A 73-year-old female with a history of SLE (on Hydroxychloroquine), and nephrolithiasis presented with left flank pain for 2 weeks. Physical exam was notable for peripheral edema and left costovertebral angle tenderness. Labs showed a creatinine 1.02 mg/dL (baseline 0.7), serum albumin 2.6 mg/dL, and urine microalbumin/creatinine (MA/Cr) ratio of 7.5 g/g. Further workup revealed a positive ANA, negative anti-dsDNA antibodies, and normal complements. Kidney biopsy showed FSGS, tip variant, and 100% podocyte foot process effacement (FPE). She was started on high-dose prednisone, simvastatin, ACE inhibitor, and furosemide with potassium supplementation for significant pedal edema. Two months later, her MA/Cr ratio improved to 3 g/g. Prednisone was slowly tapered off over a 7-month period during which symptoms were well-controlled and MA/Cr ratio continued to improve.

Discussion

Nephrotic syndrome in patients with SLE raises suspicion for LP, which represents 1% of LN biopsies. Biopsy findings include diffuse FPE (>70%) on electron microscopy, and absence of immune deposits on light, immunofluorescence, and electron microscopy. LP is divided into MCD or FSGS, with the latter having higher rates of hypertension, acute kidney injury on presentation, and overall worse outcomes. Treatment consists of a short course of high-dose glucocorticoids; however high rates of relapse are observed and tend to coincide with SLE activity.
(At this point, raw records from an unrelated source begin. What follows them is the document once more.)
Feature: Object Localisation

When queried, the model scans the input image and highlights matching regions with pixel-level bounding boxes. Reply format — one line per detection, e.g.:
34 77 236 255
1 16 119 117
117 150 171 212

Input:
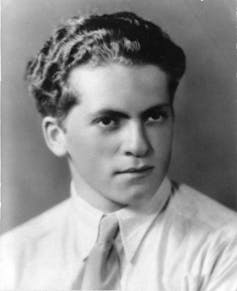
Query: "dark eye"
146 111 168 122
98 116 117 127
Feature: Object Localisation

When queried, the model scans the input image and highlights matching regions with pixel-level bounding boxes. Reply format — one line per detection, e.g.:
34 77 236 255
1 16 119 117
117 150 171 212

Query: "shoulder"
0 199 69 290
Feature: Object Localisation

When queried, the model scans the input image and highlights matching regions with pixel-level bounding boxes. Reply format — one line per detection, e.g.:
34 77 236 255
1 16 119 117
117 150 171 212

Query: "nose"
124 123 151 157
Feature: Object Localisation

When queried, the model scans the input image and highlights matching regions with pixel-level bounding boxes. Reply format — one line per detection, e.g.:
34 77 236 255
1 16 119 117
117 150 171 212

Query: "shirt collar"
116 178 171 261
71 178 171 261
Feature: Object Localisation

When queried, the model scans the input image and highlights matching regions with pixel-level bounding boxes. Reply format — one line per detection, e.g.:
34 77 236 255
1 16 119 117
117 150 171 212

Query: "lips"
116 166 154 174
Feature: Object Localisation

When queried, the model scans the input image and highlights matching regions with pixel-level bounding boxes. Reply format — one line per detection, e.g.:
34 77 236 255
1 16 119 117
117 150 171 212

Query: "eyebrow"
92 103 172 119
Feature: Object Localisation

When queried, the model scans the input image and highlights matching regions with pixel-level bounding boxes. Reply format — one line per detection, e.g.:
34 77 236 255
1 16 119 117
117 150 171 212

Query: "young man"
0 12 237 291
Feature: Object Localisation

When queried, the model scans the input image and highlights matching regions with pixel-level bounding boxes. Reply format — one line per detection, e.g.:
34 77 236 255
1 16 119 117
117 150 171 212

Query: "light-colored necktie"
81 214 120 290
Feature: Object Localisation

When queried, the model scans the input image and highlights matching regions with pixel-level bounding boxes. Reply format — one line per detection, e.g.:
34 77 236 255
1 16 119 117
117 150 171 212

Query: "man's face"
65 64 173 211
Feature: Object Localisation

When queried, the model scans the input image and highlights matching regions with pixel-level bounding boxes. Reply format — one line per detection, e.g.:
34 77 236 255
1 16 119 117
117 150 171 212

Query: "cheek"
68 131 116 163
149 126 173 157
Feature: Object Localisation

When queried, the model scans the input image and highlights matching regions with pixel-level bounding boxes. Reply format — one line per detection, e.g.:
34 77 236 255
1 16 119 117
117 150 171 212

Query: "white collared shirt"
0 178 237 291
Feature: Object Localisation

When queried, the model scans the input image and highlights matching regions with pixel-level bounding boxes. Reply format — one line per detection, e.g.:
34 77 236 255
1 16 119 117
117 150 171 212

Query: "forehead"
68 64 169 111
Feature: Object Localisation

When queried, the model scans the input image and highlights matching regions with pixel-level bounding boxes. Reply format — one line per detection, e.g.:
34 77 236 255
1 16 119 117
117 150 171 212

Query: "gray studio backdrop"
2 0 237 231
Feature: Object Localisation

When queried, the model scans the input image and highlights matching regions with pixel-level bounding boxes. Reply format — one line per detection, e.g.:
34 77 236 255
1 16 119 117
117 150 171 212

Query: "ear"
42 116 67 157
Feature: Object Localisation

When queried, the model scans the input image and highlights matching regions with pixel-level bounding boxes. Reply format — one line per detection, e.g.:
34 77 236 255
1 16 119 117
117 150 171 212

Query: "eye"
97 116 118 128
146 111 169 123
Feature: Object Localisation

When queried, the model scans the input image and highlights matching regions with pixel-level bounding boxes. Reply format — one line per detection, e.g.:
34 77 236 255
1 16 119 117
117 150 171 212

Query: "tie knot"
97 214 119 244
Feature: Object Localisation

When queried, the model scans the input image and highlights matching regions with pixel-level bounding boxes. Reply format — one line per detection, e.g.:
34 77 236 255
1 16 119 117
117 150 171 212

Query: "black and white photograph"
0 0 237 291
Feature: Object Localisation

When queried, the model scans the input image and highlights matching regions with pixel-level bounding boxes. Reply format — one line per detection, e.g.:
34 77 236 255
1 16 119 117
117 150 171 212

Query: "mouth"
116 166 154 175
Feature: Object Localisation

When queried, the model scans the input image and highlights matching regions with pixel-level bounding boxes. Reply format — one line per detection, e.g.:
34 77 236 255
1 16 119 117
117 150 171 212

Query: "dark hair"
26 12 185 118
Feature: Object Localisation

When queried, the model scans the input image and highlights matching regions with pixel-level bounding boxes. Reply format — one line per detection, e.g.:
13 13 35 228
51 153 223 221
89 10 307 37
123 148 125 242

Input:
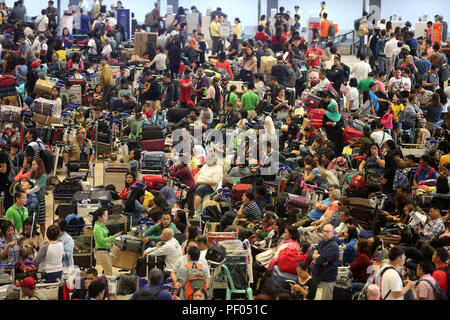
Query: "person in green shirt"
92 207 122 276
144 212 180 243
225 84 240 111
5 191 28 235
241 82 259 119
358 72 375 105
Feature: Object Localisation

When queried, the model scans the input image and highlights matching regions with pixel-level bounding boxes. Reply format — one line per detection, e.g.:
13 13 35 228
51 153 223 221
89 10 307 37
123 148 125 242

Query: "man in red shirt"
431 248 448 293
305 39 326 68
180 70 195 108
320 13 330 43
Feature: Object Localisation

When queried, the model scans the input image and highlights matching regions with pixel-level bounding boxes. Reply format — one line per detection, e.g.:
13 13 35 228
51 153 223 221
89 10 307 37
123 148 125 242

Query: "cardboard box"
134 32 158 58
111 245 142 270
259 56 277 73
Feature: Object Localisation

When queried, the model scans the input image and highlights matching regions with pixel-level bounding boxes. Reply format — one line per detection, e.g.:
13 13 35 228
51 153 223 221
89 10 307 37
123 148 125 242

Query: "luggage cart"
103 159 131 192
208 249 249 299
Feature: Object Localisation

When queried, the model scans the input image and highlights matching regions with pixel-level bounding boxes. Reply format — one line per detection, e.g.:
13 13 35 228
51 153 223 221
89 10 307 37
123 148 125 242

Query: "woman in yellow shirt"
233 18 241 41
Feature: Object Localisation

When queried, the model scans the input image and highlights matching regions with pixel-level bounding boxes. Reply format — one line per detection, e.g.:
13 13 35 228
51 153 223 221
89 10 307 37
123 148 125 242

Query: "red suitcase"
0 75 16 88
231 183 252 200
141 139 166 151
344 126 363 145
308 108 326 129
141 175 167 190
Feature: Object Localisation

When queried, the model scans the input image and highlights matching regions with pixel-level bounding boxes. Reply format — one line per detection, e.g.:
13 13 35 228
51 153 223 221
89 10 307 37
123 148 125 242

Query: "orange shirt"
320 20 330 38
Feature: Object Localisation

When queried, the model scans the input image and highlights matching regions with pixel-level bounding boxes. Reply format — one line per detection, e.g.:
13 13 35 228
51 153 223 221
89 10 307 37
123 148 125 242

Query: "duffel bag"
277 246 307 274
114 235 144 252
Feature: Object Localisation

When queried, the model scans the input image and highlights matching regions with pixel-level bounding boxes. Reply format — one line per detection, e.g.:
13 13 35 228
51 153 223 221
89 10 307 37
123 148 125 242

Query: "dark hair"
125 187 145 212
244 189 255 201
86 268 98 277
148 268 164 286
187 225 198 240
47 224 61 241
286 226 300 242
435 248 448 263
388 246 405 261
92 207 108 224
347 227 358 241
418 260 434 274
55 218 67 232
188 247 200 261
88 280 106 298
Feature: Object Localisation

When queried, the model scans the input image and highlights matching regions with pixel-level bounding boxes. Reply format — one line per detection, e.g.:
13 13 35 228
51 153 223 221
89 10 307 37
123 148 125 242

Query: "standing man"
380 246 415 300
311 224 339 300
209 15 220 56
100 56 114 106
45 0 58 31
319 1 328 19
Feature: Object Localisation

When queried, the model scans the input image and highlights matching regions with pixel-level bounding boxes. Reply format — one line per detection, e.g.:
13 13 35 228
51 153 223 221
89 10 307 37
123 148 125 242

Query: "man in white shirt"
150 46 167 74
194 155 223 210
370 122 393 147
34 9 48 32
350 54 372 82
384 33 398 75
388 68 411 91
144 228 183 272
380 246 415 300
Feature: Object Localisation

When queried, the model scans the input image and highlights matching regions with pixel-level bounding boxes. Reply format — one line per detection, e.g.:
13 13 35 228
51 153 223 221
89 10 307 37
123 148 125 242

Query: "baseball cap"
16 277 36 289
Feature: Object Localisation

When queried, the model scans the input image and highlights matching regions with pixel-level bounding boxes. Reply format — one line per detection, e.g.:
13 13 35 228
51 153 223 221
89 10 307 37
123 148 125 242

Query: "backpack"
136 288 162 300
184 263 206 300
419 278 448 300
38 143 53 174
435 266 450 298
328 22 336 37
416 166 434 182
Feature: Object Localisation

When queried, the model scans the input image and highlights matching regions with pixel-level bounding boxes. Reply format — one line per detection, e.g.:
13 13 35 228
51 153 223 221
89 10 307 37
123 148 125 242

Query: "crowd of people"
0 0 450 300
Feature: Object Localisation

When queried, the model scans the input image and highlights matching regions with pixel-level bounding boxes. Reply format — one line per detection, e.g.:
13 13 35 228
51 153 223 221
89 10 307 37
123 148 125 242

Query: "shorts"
195 184 214 198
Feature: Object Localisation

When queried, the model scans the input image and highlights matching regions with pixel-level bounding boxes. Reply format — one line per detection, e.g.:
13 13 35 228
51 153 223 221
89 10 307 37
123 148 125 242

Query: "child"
20 180 39 217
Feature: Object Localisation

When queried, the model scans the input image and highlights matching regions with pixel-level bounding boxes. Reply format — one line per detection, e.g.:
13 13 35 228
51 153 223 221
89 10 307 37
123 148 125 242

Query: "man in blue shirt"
412 154 437 189
79 9 91 34
414 51 431 83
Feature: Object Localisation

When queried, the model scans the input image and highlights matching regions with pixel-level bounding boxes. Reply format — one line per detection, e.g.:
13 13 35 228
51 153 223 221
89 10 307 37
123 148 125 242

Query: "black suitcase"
142 126 164 140
115 235 144 252
333 281 354 300
166 108 189 123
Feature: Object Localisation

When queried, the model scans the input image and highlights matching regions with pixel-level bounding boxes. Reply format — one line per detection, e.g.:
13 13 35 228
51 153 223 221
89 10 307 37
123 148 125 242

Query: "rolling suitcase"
141 126 164 140
141 175 167 190
141 139 166 151
231 183 252 200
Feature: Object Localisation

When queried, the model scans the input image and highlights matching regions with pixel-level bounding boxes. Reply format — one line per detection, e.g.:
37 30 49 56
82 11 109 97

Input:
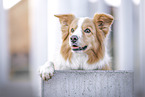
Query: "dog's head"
55 14 113 64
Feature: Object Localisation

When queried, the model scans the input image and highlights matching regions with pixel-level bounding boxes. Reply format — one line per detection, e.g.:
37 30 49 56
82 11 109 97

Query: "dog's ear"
54 14 75 26
93 14 114 36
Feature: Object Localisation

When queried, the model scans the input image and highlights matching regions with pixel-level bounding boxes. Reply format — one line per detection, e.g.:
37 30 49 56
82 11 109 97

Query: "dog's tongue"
72 47 79 49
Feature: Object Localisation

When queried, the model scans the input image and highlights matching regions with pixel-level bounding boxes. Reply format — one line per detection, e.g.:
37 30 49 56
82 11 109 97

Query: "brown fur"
55 14 113 70
55 14 75 61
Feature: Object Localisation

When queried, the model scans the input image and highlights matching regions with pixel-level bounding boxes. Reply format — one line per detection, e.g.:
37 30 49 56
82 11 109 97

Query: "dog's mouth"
72 45 87 51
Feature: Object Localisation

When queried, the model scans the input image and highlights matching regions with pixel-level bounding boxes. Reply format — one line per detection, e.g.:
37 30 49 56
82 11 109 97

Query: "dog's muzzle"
72 45 87 51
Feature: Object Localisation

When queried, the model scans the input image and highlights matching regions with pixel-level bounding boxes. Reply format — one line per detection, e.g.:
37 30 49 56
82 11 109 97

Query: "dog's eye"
71 28 75 33
84 28 91 33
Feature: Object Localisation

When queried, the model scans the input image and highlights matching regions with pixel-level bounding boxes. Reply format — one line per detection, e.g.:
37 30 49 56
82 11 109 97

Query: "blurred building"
0 0 145 97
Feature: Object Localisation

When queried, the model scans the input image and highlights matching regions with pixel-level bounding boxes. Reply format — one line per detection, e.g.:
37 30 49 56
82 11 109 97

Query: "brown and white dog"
39 14 113 80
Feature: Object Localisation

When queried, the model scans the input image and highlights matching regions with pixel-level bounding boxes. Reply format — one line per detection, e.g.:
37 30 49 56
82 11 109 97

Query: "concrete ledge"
42 70 134 97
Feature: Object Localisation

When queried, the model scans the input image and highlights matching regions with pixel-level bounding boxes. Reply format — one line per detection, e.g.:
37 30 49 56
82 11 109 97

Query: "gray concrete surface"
42 70 134 97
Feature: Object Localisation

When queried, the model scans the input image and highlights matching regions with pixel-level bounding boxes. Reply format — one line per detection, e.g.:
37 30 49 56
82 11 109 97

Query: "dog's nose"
70 35 78 43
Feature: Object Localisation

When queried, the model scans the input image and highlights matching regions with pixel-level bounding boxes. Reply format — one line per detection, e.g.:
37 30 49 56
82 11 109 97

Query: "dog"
39 13 114 80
A. H&E of a glomerulus showing focal segmental glomerulosclerosis, with segmental scars near the tip of the glomerular tuft. There is mild mesangial matrix expansion.
B. Electron microscopy showing diffuse podocyte foot process effacement with no mesangial or glomerular basement membrane immune-type electron-dense deposits identified.